H&D Chievo, Zanoletti: “In Coppa avrei preferito affrontare un’altra squadra, ma giocare con le più forti è una spinta in più per il percorso di crescita”

Chievo Women

25 Gennaio 2023 - 15:45

Lunga intervista rilasciata da Stefania Zanoletti, leader dell’H&D Chievo Women, ai microfoni de Ilbianconero.com. La giocatrice gialloblù ha analizzato il match di Coppa Italia di oggi contro la Juventus, soffermandosi poi sugli obiettivi della compagine veronese in campionato e del suo rapporto con tutto il gruppo. Queste le sue dichiarazioni: “L’eliminazione del Sassuolo è stata una sorpresa fino ad un certo punto. Eravamo consapevoli di potercela giocare, ci era rimasto il nodo alla gola dall’anno scorso dove siamo state eliminate da quella fatidica pallina. Avevamo voglia di rivincita. È stata una gioia, siamo orgogliose di essere tra le otto squadre in corsa in Coppa Italia. Adesso vediamo.”

 “Personalmente avrei preferito incontrare magari un’altra squadra. Non voglio sembrare presuntuosa ma con altre squadre poteva esserci più margine, mentre incontrare la migliore sulla carta è più difficile. Poi come ci ha detto il mister giocarsela con una squadra che è il top club in Italia è motivo di misurarci e vedere a che livello siamo. Giocare con le più forti è una spinta in più, per il percorso di crescita”.

“L’obiettivo in campionato? Stare in alto, fare meglio della scorsa stagione. Ci sono due posti a disposizione per la massima categoria. Il campionato di Serie B è complicato, ci sono molte squadre e la classifica è sempre corta. Vogliamo migliorarci e puntare a qualcosa di grande che per scaramanzia non dico. La Serie B è un campionato lungo e se sbagli una partita scendi subito. Tante squadre racchiuse in pochi punti, si deve dare più continuità possibile nei risultati”.

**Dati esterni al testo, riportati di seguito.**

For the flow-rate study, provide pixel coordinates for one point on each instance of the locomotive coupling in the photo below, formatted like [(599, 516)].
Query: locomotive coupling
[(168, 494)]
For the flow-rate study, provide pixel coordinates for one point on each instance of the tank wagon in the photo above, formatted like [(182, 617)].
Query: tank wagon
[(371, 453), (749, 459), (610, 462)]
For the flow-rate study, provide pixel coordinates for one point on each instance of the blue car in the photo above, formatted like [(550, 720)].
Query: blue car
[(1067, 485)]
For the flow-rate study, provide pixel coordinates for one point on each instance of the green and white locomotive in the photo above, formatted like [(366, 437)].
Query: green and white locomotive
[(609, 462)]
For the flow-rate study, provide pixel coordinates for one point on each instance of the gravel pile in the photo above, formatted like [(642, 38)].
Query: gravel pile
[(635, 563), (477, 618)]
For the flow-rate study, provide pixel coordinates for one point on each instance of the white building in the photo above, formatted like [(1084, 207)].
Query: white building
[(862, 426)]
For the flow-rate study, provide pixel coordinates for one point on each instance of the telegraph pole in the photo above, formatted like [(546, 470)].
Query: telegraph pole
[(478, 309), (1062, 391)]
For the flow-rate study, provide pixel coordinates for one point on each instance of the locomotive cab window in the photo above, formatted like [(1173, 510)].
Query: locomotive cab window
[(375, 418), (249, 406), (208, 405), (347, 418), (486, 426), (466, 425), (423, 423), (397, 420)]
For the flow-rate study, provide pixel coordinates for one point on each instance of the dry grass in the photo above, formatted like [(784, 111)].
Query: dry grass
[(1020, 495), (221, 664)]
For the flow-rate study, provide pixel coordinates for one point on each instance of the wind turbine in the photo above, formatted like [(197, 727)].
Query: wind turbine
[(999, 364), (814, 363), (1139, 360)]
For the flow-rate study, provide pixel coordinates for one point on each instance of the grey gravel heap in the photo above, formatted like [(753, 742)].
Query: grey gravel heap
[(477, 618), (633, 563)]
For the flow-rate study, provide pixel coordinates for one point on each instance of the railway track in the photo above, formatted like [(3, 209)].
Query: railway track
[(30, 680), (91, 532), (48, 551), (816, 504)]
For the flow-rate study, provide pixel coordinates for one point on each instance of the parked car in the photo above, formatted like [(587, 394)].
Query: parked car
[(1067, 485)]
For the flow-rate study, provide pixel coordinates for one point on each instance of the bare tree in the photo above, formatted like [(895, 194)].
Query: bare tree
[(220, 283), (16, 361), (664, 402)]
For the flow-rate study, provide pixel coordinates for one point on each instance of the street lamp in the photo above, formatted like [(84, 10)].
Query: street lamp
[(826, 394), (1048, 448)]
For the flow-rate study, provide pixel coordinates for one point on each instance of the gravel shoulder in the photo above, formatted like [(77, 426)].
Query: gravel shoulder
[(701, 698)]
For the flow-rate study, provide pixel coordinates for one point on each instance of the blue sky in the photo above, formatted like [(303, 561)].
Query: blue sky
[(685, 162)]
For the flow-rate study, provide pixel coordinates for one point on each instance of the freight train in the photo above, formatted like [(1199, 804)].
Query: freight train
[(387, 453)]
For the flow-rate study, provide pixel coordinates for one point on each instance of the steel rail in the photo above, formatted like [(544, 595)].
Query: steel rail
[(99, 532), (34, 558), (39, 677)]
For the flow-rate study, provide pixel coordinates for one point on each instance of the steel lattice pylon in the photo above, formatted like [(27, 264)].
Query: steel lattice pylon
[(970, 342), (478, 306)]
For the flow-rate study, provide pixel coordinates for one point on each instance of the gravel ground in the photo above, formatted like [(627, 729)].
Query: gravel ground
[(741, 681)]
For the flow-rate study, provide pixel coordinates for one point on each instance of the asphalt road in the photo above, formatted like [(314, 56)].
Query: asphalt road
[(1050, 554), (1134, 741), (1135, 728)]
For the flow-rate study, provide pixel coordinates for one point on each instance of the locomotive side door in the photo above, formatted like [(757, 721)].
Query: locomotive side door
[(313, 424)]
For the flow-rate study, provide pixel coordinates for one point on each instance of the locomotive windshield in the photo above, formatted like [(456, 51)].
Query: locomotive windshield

“Quando ero giovane il professionismo era un’utopia. Ho studiato e ora vivo la mia vita in due blocchi: scuola e calcio. L’ho sempre fatto, è chiaro che più si va avanti più il livello cresce quindi è difficile sopportare certe fatiche. L’ho sempre fatto, sono abituata e porto avanti due cose cercando di farle al meglio”.

“All’interno della squadra sono quella più grande, il capitano, forzatamente devo essere un esempio. Non ci penso tanto, devo essere me stessa e cerco di far capire alle giovani che ora hanno la possibilità di fare questo come lavoro. Provo sempre ad insegnare che non è tutto dovuto ma che bisogna conquistarlo sul campo. Non ne faccio una colpa ma spesso ci si trova in una società già pronta. Faccio sempre questo esempio: soltanto negli ultimi tre anni mi lavano i vestiti dopo l’allenamento. Quando me l’hanno detto la prima volta per me era incredibile, ero felicissima. E invece detto ad una ragazza più giovane, in maniera involontaria, può risultare scontato. Spesso si deve apprezzare ciò che si ha. È importante capire i sacrifici fatti per arrivare qui.”